China: Manufacturing PMI reinforces policy shift - ING
Prakash Sakpal, Economist at ING, suggests that China’s manufacturing PMI has reinforced policy shift to supply-side structural reform from demand-side stimulus and hard-landing fears associated with it, which is bearish for risky assets.
Key Quotes
“The official manufacturing PMI for May was unchanged at April’s 50.1 but the non-manufacturing PMI fell for the second straight month to 53.1 from 53.5 in April. The consensus forecast for the manufacturing PMI was 50.0. There was no consensus for the non-manufacturing PMI. The Caixin manufacturing PMI fell in line with consensus to 49.2 in May from 49.4 in April.

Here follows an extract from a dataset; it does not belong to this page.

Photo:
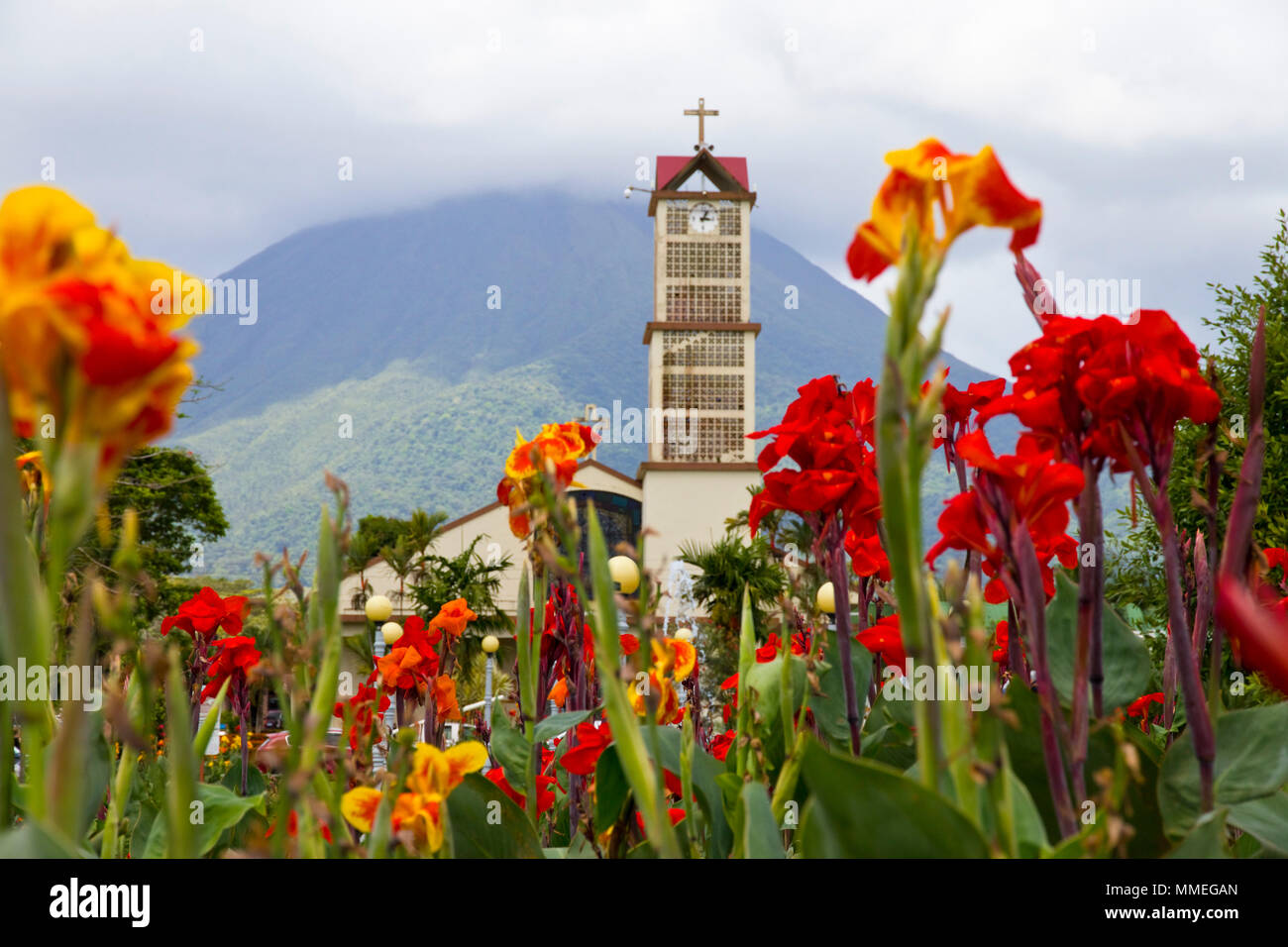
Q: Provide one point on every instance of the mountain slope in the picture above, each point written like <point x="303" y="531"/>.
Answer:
<point x="386" y="321"/>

The second consecutive fall in the new orders and the new export orders components of the official manufacturing PMI highlights persistent shock to manufacturing. A 2.3 point fall in the input price component, the first monthly fall since Decemebr, foreshadows slowed recovery from PPI deflation despite another 10% bounce in monthly average global oil price in May. And, a 4.4 point fall in the PMI business expectations component, which followed a 2.3 point fall in April, indicates deteriorating outlook.
We considered the softening of activity data in April as evidence of effective shift in the policy to supply-side structural reform from demand-side stimulus. Today’s data reinforces the policy shift and the hard-landing fears associated with it, which is bearish for risky assets.”